So, who’s forking out £17 to watch Saturday night’s fight between David Haye and Tony Bellew? What a match-up that will be, between two blown-up cruiser weights, the latter of whom is the WBC Champion in a division for blokes who aren’t big enough to fight as heavyweights. And what’s at stake this weekend? A couple of million quid and nothing else. I’ll give that a miss then.
To be honest, I never buy any of Sky’s pay per view events because Mr Murdoch trousers enough of my money as it is. In this instance, what the hell is the point?

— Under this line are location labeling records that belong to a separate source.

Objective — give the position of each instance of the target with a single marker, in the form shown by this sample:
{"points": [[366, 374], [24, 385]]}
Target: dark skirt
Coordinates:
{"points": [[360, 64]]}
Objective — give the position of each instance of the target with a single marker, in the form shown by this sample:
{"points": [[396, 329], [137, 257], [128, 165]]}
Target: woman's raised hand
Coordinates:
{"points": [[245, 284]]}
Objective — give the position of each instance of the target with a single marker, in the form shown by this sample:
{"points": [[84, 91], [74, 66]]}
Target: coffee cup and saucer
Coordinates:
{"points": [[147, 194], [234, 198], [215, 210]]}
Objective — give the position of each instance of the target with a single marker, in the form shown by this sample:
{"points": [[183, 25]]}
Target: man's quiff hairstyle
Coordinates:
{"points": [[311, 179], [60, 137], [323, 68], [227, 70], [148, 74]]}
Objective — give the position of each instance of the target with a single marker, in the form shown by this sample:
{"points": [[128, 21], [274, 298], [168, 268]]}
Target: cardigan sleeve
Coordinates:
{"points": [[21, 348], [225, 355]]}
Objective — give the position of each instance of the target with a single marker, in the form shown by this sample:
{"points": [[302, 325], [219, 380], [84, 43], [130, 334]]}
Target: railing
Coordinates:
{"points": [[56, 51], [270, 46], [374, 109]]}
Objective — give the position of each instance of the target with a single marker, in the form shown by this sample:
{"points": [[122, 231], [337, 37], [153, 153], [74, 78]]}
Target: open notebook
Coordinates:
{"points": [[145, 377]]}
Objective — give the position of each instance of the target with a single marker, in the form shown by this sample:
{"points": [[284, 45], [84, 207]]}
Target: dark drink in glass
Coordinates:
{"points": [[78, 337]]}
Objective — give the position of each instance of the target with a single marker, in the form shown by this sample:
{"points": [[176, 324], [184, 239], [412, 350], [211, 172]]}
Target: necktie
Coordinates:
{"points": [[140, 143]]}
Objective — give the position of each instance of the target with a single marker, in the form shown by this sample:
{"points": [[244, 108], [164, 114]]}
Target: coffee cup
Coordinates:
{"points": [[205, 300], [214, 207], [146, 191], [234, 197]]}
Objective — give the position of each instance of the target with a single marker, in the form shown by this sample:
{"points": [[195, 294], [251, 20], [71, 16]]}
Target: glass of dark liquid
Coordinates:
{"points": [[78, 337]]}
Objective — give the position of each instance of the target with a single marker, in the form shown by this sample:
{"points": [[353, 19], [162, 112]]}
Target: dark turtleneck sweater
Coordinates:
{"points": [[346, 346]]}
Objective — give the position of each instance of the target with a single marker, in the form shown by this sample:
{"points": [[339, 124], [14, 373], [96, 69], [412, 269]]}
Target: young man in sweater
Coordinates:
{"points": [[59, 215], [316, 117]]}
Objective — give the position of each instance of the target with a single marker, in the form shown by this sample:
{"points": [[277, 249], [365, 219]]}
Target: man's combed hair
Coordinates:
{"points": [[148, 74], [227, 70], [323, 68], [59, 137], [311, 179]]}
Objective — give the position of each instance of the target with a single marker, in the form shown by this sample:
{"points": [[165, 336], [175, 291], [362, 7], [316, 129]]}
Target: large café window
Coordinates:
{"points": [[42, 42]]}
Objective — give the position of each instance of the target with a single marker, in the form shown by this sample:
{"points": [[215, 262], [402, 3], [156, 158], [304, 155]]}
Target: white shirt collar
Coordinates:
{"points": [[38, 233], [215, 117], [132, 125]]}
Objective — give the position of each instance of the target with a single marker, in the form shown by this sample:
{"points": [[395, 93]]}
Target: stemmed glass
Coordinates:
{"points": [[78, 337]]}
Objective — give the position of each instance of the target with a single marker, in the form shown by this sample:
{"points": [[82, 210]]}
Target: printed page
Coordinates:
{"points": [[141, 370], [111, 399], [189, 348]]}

Haye and Bellew purportedly hate each other and the former has said, in the usual good taste you have come to expect from professional boxing, that the latter will not get out of the ring alive. That will look especially good if something very serious happened in a “sport” where the object is to render the opponent unconscious and many of its participants end up with chronic traumatic encephalopathy. As there is money to be made, neither boxer, nor smug promoter Eddie Hearn, will be objecting just yet.

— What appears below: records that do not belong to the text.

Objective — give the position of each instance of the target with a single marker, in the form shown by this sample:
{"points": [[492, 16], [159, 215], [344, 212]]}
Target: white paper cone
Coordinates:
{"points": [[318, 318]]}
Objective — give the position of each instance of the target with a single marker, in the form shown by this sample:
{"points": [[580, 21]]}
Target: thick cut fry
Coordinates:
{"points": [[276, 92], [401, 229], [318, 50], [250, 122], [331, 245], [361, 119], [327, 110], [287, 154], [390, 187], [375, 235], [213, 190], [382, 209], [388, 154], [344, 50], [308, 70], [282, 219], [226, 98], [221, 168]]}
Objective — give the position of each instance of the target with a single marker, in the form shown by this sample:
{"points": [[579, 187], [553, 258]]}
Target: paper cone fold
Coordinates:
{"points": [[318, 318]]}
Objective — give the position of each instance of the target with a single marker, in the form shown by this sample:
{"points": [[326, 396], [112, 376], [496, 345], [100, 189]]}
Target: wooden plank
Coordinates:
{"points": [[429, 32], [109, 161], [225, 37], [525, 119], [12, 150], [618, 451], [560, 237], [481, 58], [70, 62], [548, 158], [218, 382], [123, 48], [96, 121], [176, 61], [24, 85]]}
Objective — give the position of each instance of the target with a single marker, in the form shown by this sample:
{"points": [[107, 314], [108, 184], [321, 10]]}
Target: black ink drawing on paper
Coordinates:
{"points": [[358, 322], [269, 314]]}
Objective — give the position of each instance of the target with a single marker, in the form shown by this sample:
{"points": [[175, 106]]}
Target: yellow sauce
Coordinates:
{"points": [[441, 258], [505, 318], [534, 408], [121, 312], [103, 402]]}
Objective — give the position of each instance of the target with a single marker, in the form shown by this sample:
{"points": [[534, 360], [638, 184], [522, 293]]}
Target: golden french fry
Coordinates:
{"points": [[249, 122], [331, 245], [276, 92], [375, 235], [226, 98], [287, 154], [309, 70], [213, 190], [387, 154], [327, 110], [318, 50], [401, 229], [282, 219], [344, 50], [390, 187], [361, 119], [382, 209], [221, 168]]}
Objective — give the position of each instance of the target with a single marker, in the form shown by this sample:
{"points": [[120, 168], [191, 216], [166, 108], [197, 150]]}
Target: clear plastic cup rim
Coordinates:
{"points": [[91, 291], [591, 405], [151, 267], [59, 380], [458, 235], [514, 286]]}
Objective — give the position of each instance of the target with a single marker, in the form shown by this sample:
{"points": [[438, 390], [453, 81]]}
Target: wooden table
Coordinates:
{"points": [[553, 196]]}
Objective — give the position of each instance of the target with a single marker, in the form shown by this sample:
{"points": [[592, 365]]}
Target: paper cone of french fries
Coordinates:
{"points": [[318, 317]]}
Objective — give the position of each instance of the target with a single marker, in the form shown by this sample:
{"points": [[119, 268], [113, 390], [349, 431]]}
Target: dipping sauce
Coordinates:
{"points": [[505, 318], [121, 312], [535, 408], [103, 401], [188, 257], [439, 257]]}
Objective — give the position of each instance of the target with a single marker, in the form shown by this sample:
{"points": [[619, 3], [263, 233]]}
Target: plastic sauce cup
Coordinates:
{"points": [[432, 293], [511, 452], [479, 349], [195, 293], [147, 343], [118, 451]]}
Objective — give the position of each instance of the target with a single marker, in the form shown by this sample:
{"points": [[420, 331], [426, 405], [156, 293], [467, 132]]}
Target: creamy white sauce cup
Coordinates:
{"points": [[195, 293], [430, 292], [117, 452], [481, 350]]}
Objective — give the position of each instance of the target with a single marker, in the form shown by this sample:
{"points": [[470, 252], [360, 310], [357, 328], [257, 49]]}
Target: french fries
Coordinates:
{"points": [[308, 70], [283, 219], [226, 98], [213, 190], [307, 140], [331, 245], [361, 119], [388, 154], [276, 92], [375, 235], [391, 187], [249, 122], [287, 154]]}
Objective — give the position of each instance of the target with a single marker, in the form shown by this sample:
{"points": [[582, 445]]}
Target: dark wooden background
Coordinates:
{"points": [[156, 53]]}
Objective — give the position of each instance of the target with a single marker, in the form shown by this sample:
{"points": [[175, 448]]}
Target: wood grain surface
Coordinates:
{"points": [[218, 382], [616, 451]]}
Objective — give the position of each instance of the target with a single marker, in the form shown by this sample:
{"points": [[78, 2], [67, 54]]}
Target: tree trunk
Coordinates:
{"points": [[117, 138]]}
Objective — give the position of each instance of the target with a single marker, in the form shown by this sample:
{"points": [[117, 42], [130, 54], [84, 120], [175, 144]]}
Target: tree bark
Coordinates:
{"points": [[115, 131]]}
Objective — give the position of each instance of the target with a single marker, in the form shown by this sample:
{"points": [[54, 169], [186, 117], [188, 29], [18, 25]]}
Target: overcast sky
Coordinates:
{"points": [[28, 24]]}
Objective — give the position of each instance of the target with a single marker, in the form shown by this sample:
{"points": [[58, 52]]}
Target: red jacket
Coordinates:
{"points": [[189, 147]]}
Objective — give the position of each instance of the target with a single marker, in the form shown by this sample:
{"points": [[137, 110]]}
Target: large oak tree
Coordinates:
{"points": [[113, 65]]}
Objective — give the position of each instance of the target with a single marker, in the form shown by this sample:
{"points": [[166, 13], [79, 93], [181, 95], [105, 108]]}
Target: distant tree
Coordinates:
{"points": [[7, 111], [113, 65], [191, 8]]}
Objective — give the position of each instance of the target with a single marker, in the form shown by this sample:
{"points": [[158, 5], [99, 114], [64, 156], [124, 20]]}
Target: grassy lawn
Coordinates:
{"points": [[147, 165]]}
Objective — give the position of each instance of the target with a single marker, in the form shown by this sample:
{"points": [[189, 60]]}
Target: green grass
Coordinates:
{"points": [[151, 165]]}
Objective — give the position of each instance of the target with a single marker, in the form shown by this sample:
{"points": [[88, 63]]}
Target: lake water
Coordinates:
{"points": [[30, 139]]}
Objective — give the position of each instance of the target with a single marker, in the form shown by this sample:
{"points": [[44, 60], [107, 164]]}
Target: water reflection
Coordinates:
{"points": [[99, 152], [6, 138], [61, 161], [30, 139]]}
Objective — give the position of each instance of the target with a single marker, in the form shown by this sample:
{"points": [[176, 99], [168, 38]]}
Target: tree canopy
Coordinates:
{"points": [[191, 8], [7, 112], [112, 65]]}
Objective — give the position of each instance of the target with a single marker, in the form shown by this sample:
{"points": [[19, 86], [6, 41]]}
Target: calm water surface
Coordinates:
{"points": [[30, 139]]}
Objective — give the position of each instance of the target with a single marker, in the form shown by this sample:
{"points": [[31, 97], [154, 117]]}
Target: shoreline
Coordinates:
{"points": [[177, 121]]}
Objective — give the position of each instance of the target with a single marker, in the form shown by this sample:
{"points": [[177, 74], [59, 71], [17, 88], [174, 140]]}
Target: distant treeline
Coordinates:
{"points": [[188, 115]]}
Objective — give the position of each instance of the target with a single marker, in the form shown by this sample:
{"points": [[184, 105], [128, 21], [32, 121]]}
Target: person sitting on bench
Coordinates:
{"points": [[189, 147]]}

I concede that, if I am doing nothing else, I might find myself listening to the fight for all the wrong reasons people are forking out a large wedge to watch it. It brings out the worst in folk and I am no exception. I used to watch all the big fights on ITV, including the one where Michael Watson was seriously and permanently injured when fighting Chris Eubank and when Gerald McClellan was put into a coma, blinded and almost deafened during a contest against Nigel Benn. I vowed never to watch another fight, but I did. These days, I don’t go out of my way to watch boxing at all.
Who will win? I don’t know and I don’t care. Since both have spent their careers tucked away on pay TV, their fights have been shown to tens of thousands rather than millions. Whilst Haye is well known to the public, Bellew is a near unknown. Come Saturday night, nothing much will change.
Sky wouldn’t show this fight if no one wanted to pay through the nose to see it, so it’s our fault really. We want to see two grown men smack the shit out of each other because it’s a pantomime. I get that, of course, and maybe if it was on the BBC even I might succumb. But for £17? Sod that.